Hebrews was probably written (according to most scholars) before 70 a.d. The book seems to speak about Temple rituals as if they are still continuing at the time of the book's writing. If we suppose a date for the writing of Hebrews around, say, 60 a.d., the author (whoever it is) writes to an audience of Christians who are a mix of Jews and Gentiles, all of whom have put their trust in Jesus. The author, though, seems to be speaking primarily to Jews (see Hebrews 1:1). At the time of this writing, then, the animal sacrifices, the grain offerings and all the festivals are still being practiced. So when the author of Hebrews speaks to these things, he refers to them as currently in practice. That state of affairs didn't last long -- maybe another decade until Jerusalem was destroyed by the Romans.

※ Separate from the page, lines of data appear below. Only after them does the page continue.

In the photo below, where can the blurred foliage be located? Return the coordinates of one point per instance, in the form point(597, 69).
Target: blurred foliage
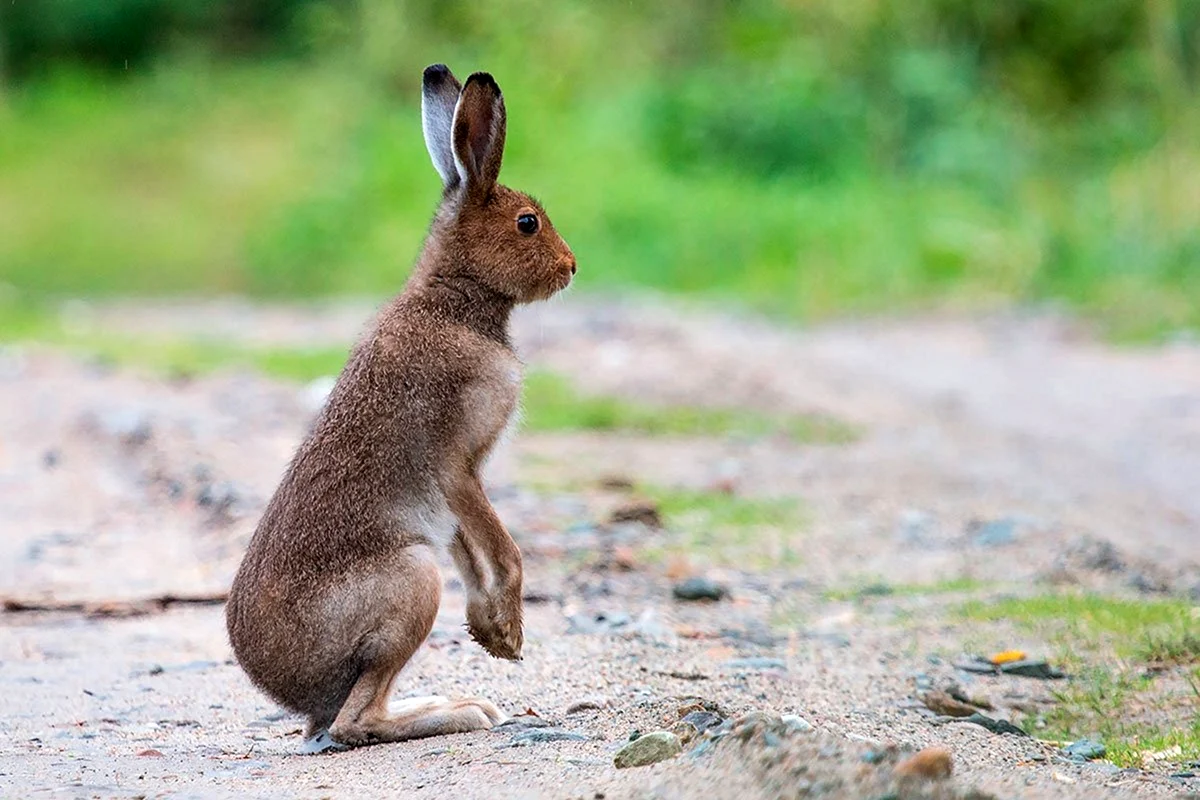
point(808, 158)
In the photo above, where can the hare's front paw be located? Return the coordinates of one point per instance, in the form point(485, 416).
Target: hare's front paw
point(495, 621)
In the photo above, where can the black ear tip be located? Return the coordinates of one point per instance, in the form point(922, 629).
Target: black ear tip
point(436, 73)
point(484, 79)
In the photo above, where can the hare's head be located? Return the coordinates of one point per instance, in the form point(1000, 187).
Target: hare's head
point(497, 235)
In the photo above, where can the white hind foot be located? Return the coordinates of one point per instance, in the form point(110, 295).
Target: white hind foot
point(413, 704)
point(418, 717)
point(321, 743)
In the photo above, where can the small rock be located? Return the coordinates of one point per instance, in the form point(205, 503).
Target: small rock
point(651, 749)
point(1032, 668)
point(700, 589)
point(796, 723)
point(977, 666)
point(702, 720)
point(993, 533)
point(945, 704)
point(587, 704)
point(1085, 750)
point(756, 663)
point(641, 511)
point(541, 735)
point(930, 764)
point(1092, 553)
point(978, 701)
point(995, 726)
point(127, 426)
point(522, 722)
point(874, 756)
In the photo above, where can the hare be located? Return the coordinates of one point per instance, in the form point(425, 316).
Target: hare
point(340, 584)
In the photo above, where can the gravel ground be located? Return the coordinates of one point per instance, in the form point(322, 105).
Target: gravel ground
point(117, 485)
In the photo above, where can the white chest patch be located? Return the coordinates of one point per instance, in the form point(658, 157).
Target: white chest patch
point(431, 519)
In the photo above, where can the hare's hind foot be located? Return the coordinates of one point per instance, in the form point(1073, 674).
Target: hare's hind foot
point(321, 743)
point(417, 719)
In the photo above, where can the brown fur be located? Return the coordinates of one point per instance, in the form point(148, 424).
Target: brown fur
point(340, 584)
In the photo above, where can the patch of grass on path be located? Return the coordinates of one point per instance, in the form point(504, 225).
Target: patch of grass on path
point(1138, 719)
point(1134, 685)
point(750, 533)
point(1128, 627)
point(552, 403)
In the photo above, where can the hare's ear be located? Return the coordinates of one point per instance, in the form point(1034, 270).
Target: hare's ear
point(479, 126)
point(439, 95)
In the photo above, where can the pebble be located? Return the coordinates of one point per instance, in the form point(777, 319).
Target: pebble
point(1085, 750)
point(522, 722)
point(541, 735)
point(931, 764)
point(945, 704)
point(995, 726)
point(587, 704)
point(700, 589)
point(796, 722)
point(649, 749)
point(993, 533)
point(1032, 668)
point(702, 720)
point(641, 511)
point(756, 663)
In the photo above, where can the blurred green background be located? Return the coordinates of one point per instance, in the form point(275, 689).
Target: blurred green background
point(805, 158)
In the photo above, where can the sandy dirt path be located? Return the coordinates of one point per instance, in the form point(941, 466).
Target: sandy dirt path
point(115, 483)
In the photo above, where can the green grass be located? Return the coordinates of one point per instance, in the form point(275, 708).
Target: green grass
point(171, 358)
point(732, 529)
point(310, 178)
point(552, 403)
point(1129, 714)
point(1107, 643)
point(1128, 627)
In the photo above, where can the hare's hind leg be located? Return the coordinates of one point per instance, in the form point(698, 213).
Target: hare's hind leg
point(366, 717)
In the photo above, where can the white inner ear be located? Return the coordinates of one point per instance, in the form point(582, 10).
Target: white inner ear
point(437, 125)
point(457, 162)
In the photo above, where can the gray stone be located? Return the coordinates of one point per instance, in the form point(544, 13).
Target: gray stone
point(796, 722)
point(1032, 668)
point(541, 735)
point(1085, 750)
point(993, 533)
point(756, 663)
point(700, 589)
point(702, 720)
point(651, 749)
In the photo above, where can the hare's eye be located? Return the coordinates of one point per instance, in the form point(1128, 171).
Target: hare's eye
point(527, 223)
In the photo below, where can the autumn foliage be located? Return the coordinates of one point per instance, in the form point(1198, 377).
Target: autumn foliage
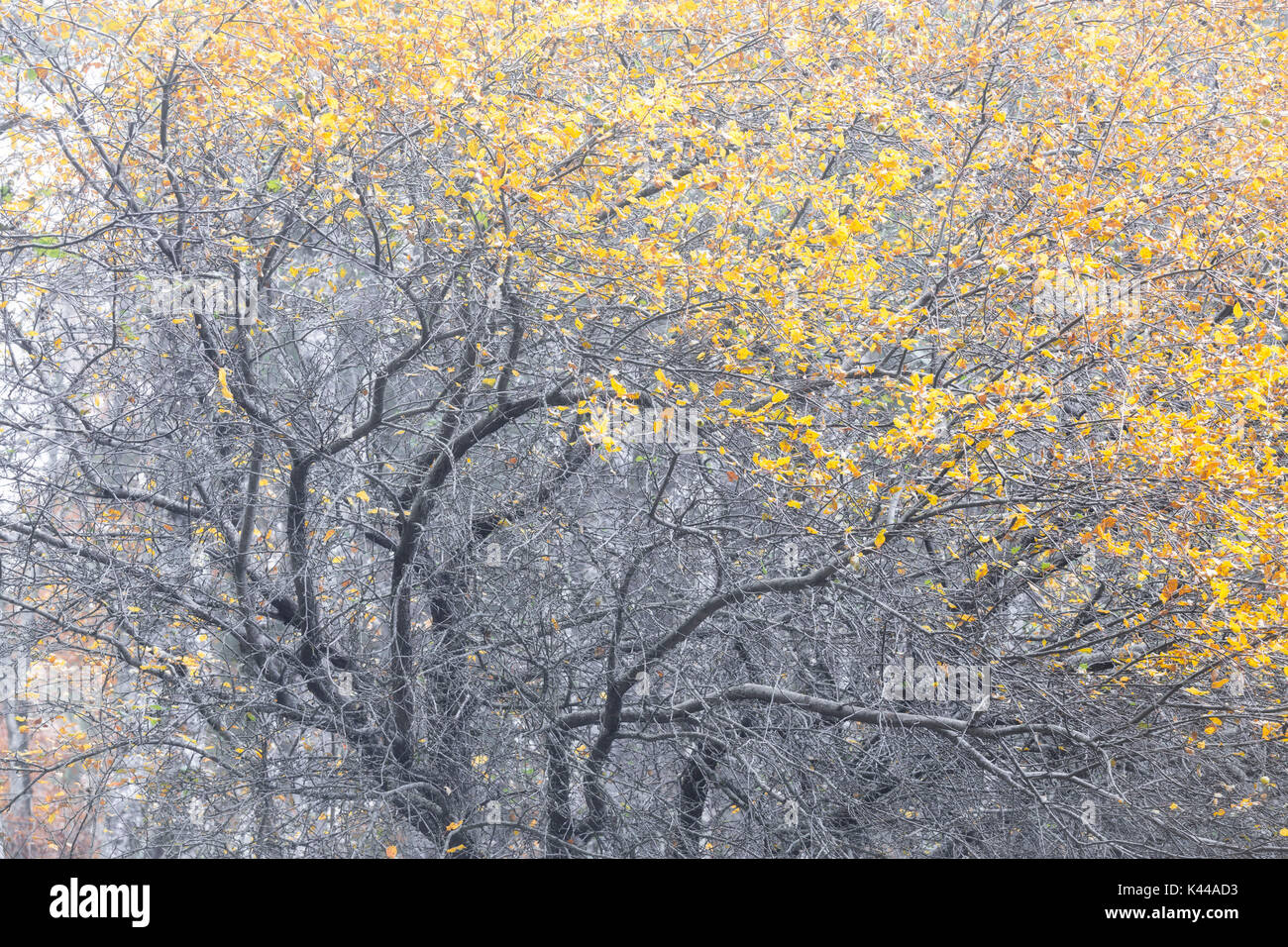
point(831, 231)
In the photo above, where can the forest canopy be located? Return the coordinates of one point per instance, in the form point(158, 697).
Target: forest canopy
point(515, 428)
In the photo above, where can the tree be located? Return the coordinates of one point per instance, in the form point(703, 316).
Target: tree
point(349, 350)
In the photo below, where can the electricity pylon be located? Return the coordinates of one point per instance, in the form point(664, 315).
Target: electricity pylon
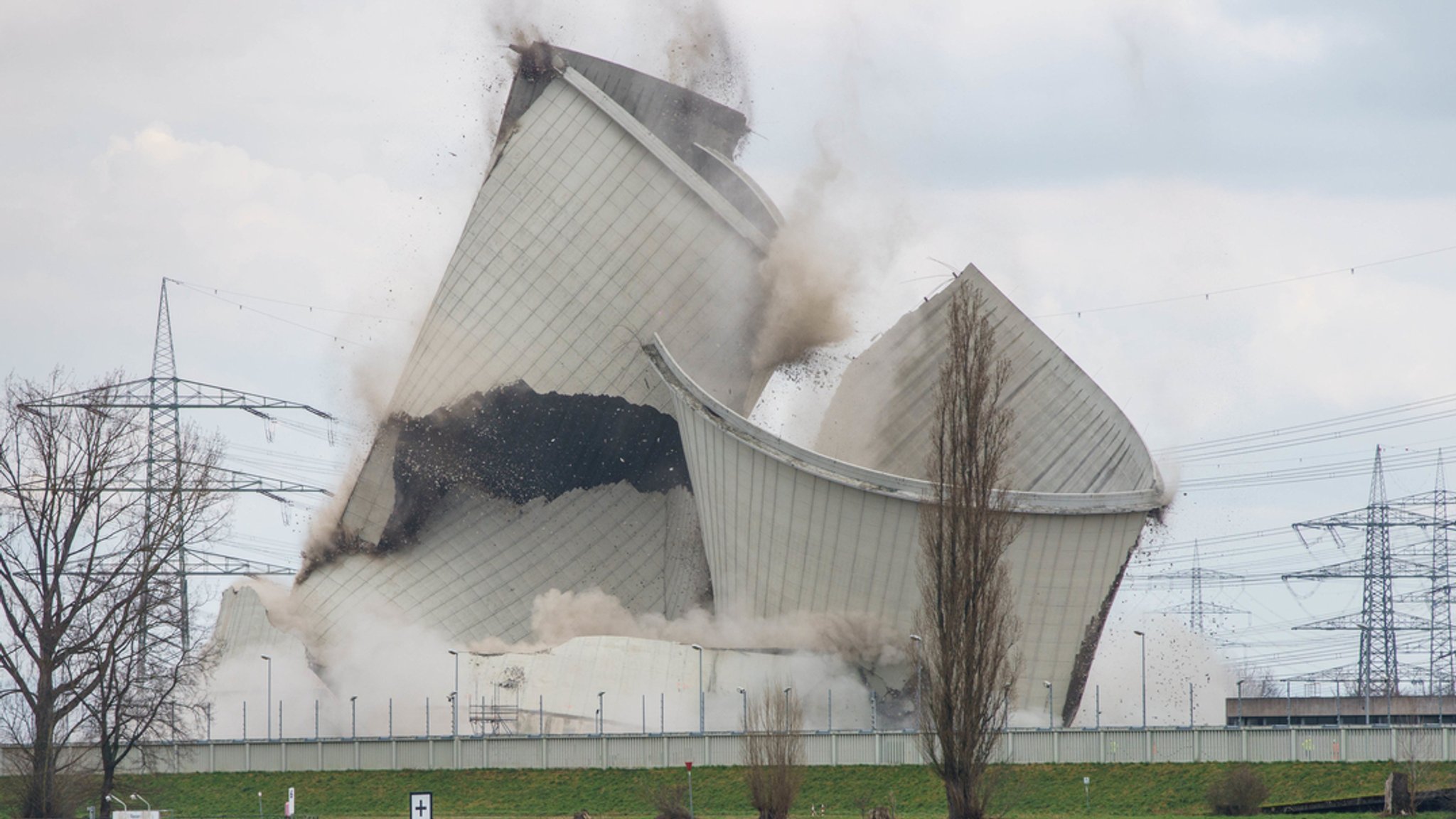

Today, the Jews still practice the festivals, including the Day of Atonement (it's referred to as "Yom Kippur" on most calendars, which is just the same name in Hebrew). These festivals and the way they're observed has changed from the Old Testament prescriptions, though, since there's no place to bring animals or grain or oil to offer. Instead, these have become rituals to be practiced in the home and in they synagogue. (Probably the Passover, or "Pesach" is the most familiar of these since many Christians have experienced a Seder meal, a Christianized version of the traditional Passover meal observed by Jews.) Hanukkah, Rosh Hashanah, and other Jewish festivals are listed on many calendars and are still practiced by observant Jews today. For some of these Jews, it's just a cultural thing like Norwegians observing Syttende Mai. For others, these are deeply significant religious holidays. You see the same cultural / religious division among Christians when it comes to Christmas and Easter.